On Sun, Feb 19, 2006 at 07:57:42PM +0100, Martijn van Oosterhout wrote:
> On Sun, Feb 19, 2006 at 10:34:02AM -0800, elein wrote:
> > Actually I can do and have done this. It is being tested now.
> > I did create an opclass. It creates a UNIQUE index just fine
> > for the type using the lower() functionality. *If* it passes
> > all of my testing I'll publish it tomorrow on general bits.
> > Perhaps folks can help try to break it when I publish (or
> > if you are around today Sunday, you can test in advance--email me
> > directly.)
>
> How is this different from the citext module I suggested?
>
My implementation is in SQL and plperl only. Also, the lower
case comparisons are only one aspect of the datatype.
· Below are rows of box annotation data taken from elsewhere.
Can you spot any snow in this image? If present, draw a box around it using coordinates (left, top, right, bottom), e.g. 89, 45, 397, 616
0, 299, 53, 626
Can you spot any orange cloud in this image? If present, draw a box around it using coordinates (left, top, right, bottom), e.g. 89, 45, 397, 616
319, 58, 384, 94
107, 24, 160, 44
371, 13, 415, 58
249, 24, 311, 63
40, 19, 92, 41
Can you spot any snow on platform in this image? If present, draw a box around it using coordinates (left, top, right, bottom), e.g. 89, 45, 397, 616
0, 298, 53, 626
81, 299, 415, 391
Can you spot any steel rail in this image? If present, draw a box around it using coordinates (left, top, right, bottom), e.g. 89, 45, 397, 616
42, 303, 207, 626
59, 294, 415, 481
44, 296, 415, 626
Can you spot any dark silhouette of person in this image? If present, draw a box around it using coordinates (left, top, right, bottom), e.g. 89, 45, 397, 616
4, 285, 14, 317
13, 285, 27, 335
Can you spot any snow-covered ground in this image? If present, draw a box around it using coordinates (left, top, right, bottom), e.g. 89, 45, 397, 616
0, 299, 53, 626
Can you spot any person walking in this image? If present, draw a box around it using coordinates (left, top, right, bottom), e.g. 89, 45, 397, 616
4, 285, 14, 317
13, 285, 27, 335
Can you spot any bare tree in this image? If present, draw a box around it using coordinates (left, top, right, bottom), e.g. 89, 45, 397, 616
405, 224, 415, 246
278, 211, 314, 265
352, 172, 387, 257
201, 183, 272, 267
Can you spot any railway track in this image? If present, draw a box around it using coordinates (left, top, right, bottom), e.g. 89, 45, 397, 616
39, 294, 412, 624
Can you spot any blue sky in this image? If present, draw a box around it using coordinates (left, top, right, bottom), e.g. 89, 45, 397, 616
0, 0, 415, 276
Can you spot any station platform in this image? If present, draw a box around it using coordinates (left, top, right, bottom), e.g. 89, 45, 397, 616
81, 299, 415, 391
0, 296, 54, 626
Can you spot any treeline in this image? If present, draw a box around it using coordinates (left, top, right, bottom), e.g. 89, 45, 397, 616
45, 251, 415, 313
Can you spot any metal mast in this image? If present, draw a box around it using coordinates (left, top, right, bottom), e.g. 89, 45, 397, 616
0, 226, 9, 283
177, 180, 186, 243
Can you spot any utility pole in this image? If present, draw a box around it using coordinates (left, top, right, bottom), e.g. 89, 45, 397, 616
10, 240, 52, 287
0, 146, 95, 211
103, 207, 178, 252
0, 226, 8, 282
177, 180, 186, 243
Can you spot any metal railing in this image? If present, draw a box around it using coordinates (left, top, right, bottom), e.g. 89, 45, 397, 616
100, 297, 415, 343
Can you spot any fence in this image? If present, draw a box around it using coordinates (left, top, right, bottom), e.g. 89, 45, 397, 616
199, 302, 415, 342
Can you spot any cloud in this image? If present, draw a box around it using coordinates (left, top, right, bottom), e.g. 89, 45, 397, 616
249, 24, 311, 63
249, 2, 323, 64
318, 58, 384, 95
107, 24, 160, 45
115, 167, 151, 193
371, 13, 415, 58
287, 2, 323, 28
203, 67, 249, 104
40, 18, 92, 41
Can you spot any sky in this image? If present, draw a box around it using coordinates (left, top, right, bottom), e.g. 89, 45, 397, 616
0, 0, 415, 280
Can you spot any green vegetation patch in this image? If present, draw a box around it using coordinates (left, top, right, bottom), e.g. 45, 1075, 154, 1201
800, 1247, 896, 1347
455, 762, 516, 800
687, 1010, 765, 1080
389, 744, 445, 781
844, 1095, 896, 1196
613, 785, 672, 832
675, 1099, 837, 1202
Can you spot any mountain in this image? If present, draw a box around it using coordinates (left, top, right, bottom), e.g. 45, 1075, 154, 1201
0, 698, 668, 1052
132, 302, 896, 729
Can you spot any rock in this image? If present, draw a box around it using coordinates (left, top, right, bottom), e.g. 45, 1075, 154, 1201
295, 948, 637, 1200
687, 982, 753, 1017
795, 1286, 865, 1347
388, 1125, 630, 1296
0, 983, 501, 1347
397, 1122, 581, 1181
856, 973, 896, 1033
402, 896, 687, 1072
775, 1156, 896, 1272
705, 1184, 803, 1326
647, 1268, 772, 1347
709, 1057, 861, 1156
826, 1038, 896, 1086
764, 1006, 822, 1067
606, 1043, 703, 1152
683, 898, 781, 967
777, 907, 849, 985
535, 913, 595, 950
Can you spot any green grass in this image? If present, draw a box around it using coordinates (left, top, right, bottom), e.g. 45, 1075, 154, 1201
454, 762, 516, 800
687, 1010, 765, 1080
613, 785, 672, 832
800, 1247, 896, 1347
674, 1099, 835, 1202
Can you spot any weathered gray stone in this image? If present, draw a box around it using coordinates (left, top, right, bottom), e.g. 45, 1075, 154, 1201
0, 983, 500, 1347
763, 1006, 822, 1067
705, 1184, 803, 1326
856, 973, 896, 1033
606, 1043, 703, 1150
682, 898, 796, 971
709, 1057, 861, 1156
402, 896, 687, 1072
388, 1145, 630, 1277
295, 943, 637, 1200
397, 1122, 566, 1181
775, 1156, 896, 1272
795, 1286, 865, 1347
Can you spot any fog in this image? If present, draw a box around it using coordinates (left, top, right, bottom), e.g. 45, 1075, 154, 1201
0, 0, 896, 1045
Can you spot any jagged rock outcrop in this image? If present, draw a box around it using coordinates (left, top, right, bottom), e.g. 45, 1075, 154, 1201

> > Now my only complaint is that ORDER BY requires the USING op
> > when it should recognize the information in the opclass for
> > btree > and < for the type of the sort column. I can explain
> > why it doesn't recognize the opclass information, but I think
> > it should.
>
> ORDER BY x ASC is a synonym for ORDER BY x USING >. That's the way it
> is currently. To use ORDER BY by itself you need to call your operators
> < and >.
>
This does not work where x is datatype foo with opclass foo_ops.
In this case, it uses the text > instead of the foo >.
> > Type inheritance for base types should work by inheriting all of the
> > parent's definitions and overriding them only as necessary. What I'm
> > trying to do is to demonstrate that we can weasle this functionality
> > using domains.
>
> Well, you can kind of do this by creating an implicit cast from your
> type to text. Then you can use your type anywhere where text can appear
> (like strpos, length, etc).
>
Yes, I'm leveraging most of the text functions.
> Hope this helps,
> --
> Martijn van Oosterhout <kleptog@svana.org> http://svana.org/kleptog/
> > Patent. n. Genius is 5% inspiration and 95% perspiration. A patent is a
> > tool for doing 5% of the work and then sitting around waiting for someone
> > else to do the other 95% so you can sue them.